By Des Moines. Plymouth church
Поваренная книга 1876
Read or Download A cook book PDF
Similar food & wine books
Yule: A Celebration of Light and Warmth (Holiday Series)
There''s simply whatever magical concerning the yule season, regardless of the place you reside or who you're. As vivid candlelight mingles with the smells of pine and hot cookies and we practice our each year rituals of track and family members gatherings, the spirit of peace and goodwill turns out to arrive the guts of even the main cynical Scrooge.
Determining up at the tenting revival, tenting tells you every thing you must learn about snoozing within the nice outside, even if you are a pro camper, or getting ready to your first journey. Illustrated all through, it bargains functional recommendation, specified step by step directions, and checklists to hide each point of your tenting vacation: what to take, pitching camp, camp association, and what to cook dinner.
The Everything Guide to Wine: From tasting tips to vineyard tours and everything in between
A strong source to take you from first sip to completely stocked wine cellar! With this advisor, you could pass from simply figuring out the variation among pink and white to realizing the nuances of all kinds. you will examine: the best way to make feel of a wine label What to invite whilst picking a bottle in a cafe the place to move for the simplest wine holiday how one can establish a superb wine via scent and visual appeal studying approximately wine--one glass at a time--can be scrumptious and eye-opening!
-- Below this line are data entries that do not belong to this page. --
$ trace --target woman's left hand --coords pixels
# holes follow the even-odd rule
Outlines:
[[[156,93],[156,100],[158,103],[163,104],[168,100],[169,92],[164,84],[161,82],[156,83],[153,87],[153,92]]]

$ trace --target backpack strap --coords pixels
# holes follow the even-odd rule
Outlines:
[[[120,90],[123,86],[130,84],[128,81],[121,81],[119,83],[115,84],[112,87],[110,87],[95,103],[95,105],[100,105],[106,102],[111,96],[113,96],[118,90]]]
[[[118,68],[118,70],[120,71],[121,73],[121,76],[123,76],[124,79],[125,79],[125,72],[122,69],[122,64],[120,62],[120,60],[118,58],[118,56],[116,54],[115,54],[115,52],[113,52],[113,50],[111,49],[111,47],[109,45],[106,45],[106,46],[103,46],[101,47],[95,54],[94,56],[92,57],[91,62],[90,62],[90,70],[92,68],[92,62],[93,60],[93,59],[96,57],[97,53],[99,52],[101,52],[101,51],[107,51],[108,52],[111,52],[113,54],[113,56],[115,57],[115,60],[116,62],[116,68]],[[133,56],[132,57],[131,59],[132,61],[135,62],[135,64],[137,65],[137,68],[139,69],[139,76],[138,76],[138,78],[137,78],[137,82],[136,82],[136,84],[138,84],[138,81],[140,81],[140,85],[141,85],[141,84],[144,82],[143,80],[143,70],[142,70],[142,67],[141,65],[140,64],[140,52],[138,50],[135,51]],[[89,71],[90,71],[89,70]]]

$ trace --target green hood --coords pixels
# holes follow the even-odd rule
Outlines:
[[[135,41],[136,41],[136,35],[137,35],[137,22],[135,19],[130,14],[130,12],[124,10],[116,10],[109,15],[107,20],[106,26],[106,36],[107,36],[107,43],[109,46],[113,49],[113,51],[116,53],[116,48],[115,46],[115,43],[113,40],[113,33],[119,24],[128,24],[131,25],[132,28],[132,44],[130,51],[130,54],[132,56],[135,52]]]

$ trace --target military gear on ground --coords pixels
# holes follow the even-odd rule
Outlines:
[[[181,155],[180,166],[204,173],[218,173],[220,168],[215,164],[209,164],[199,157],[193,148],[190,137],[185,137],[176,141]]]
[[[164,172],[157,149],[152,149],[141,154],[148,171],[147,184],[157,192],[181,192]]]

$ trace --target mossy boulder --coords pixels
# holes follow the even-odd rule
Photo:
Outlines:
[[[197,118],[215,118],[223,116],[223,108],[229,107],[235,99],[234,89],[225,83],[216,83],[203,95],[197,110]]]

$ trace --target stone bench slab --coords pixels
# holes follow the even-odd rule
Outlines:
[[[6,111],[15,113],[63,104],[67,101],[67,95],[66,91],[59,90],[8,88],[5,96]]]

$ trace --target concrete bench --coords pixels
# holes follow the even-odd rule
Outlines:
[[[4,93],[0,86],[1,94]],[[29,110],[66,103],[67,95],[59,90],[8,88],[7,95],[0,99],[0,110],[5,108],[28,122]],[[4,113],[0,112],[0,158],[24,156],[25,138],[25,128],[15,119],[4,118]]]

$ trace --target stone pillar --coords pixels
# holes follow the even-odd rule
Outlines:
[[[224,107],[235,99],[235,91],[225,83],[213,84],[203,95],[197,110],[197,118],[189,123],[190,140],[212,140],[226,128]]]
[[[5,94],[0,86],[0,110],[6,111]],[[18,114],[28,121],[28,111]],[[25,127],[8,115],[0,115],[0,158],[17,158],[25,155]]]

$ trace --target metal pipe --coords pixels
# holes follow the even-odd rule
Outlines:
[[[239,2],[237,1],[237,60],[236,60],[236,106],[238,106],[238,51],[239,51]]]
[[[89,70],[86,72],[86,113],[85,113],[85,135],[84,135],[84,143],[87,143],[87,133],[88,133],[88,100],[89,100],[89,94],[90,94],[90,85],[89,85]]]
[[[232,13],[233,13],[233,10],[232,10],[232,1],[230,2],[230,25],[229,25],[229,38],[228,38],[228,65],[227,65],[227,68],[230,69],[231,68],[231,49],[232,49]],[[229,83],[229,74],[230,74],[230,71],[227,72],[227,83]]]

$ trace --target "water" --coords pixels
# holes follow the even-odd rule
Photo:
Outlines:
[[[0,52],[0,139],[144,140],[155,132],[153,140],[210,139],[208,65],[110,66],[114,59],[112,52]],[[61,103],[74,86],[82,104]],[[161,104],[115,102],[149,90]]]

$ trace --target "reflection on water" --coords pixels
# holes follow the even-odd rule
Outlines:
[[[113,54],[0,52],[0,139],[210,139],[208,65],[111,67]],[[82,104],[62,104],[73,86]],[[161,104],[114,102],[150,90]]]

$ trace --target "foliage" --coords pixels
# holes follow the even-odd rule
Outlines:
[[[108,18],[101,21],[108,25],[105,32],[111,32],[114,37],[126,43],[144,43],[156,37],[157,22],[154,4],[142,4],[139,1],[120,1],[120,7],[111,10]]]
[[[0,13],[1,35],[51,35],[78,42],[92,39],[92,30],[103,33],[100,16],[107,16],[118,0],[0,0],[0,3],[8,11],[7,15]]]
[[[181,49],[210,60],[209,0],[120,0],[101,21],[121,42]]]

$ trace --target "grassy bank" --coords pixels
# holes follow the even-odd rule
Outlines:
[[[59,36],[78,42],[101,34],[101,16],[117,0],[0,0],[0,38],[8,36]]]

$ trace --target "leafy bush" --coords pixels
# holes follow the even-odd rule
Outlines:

Ruhlman’s How to Saute: Foolproof Techniques and Recipes for the Home Cook
One other grasp category from award-winning culinary specialist Michael Ruhlman: how you can cook dinner in your stovetop, that includes available guideline and extraordinary recipes to raise the cooking of newbies and pros alike. The sauté station is where all aspiring eating place cooks are looking to be: the "hot seat," the place the motion occurs.
- 101 Mojitos and Other Muddled Drinks
- Traditional Country Preserving: From Freezing and Drying to Jams and Pickles, How to Preserve Fruit and Vegetables at Home
- Les 30 Recettes Cultes...: LA Vache Qui Rit (French Edition)
- Slow light
Additional info for A cook book
117 Orang-e. 117 Oyster, 117 Potato. 117, 118 Romaine, 118 Sweet Bread, 117 Tomato, 118 with Caviare. Ill, 118 ALPHABETICAL INDEX. SAUCE SALAD Contiimed. Vegetable, 119 Vinegar Bread, with Onions, 98 for, 119 Brown, Walnut and Peas, 119 Watercress, 119 SAGE AND ONION SAUCE. SALLY LUNN, 205 SALMON, 25 SALSIFY, 110 Cherry. 101 Clotted Cream, 100 Cream. SALT FISH. 30 SALT POPJv, 67 Boiled, 292 Caviare. 293 Celery, 293 Cheese, 293 for Fish. 102 •' Hot, 294 Potted, 293 294 Fish, 102, 106, 110 Hollandaise.
114 Chicken, 115 Dressing- for, 115 Endive, 116 "F. F. " 116 French Dressiiig- for, 116 Jardiniere, 116 Lettuce, 116 Lobster, 116 Mayonnaise. 117 Orang-e. 117 Oyster, 117 Potato. 117, 118 Romaine, 118 Sweet Bread, 117 Tomato, 118 with Caviare. Ill, 118 ALPHABETICAL INDEX. SAUCE SALAD Contiimed. Vegetable, 119 Vinegar Bread, with Onions, 98 for, 119 Brown, Walnut and Peas, 119 Watercress, 119 SAGE AND ONION SAUCE. SALLY LUNN, 205 SALMON, 25 SALSIFY, 110 Cherry. 101 Clotted Cream, 100 Cream. SALT FISH.
With toasted bread. ; SOUPS. BROWN SOUP 5 STOCK. Six pounds of beef from the shin (tiiree pounds of meat and three pounds of bone), six quarts of cold water, onehalf teaspoonful of pepper-corns, six cloves, one bay leaf, three sprigs of parsley, three of thyme, three of sweet marjoram, one carrot, one turnip, one large onion, two stalks Wipe the of celery, all cut fine one tablespoonful of salt. meat with a clean, damp cloth— never wash meat for soup cut the meat into small pieces, break up the bones fry onethird of the meat with the marrow from the bones put the rest of the meat with the bones into the soup kettle, add ; ; ; ; stand one-half hour, then add the fried slowly, never boiling, only simmering, for six hours.